Carl Spitteler

Carl Spitteler 1905

Carl Friedrich Georg Spitteler (Pseudonym Carl Felix Tandem; * 24. April 1845 in Liestal; † 29. Dezember 1924 in Luzern) war ein Schweizer Dichter und Schriftsteller, Kritiker und Essayist. 1919 erhielt er den Nobelpreis für Literatur.

Leben

Spitteler wurde als erster von drei Söhnen des aus bäuerlichen Verhältnissen stammenden protestantischen Richters und Landschreibers Karl Spitteler und seiner Frau Anna Dorothea Spitteler-Brodbeck in Liestal geboren.
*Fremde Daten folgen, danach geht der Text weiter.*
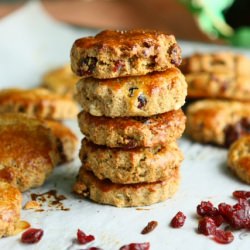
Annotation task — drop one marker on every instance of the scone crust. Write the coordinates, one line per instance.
(239, 158)
(114, 53)
(37, 102)
(130, 132)
(155, 93)
(10, 207)
(207, 120)
(126, 166)
(143, 194)
(28, 151)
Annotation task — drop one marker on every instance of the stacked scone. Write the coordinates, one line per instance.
(131, 93)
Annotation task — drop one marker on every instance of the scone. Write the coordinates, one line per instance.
(28, 151)
(216, 121)
(131, 195)
(10, 207)
(147, 95)
(126, 166)
(239, 158)
(61, 81)
(66, 140)
(130, 132)
(37, 102)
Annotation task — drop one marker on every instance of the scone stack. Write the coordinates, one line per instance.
(131, 94)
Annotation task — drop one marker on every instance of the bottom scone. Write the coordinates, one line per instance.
(10, 207)
(239, 158)
(130, 195)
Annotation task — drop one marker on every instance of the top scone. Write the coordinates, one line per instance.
(113, 54)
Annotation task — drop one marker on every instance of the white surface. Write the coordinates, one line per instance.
(31, 43)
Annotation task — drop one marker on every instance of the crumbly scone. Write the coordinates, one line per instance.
(28, 151)
(113, 53)
(131, 195)
(130, 132)
(155, 93)
(66, 139)
(10, 208)
(61, 81)
(217, 62)
(37, 102)
(239, 158)
(217, 121)
(126, 166)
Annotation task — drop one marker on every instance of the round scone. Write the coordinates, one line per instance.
(130, 195)
(130, 132)
(126, 166)
(37, 102)
(28, 151)
(114, 53)
(10, 207)
(155, 93)
(217, 121)
(239, 158)
(61, 81)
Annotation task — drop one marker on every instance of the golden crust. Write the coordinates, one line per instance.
(37, 102)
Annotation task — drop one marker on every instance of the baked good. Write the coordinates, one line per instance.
(114, 53)
(37, 102)
(61, 81)
(66, 140)
(217, 121)
(127, 166)
(130, 132)
(28, 151)
(239, 158)
(131, 195)
(10, 207)
(155, 93)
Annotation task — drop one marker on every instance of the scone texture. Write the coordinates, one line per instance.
(147, 95)
(239, 158)
(114, 53)
(10, 207)
(217, 121)
(126, 166)
(37, 102)
(131, 195)
(130, 132)
(28, 151)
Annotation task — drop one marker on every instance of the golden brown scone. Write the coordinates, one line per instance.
(239, 158)
(126, 166)
(216, 121)
(147, 95)
(28, 151)
(66, 139)
(10, 207)
(37, 102)
(61, 81)
(130, 132)
(131, 195)
(113, 53)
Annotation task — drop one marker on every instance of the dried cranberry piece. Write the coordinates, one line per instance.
(178, 220)
(83, 238)
(136, 246)
(206, 226)
(223, 237)
(32, 235)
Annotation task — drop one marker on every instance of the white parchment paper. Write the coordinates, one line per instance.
(31, 43)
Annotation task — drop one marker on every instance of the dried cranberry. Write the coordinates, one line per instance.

Sein Vater war 1848 als Liestaler Magistrat und Delegierter des Kantons Baselland an der Ausarbeitung der Schweizerischen Bundesverfassung beteiligt. [1] 1849 zog die Familie nach Bern, wo der Vater zum ersten eidgenössischen Kassier berufen worden war, 1856 wieder zurück nach Liestal. Spitteler schloss sich als Kind eng seiner jungen Mutter an, während er den Vater als autoritären Machtmenschen empfand. [2]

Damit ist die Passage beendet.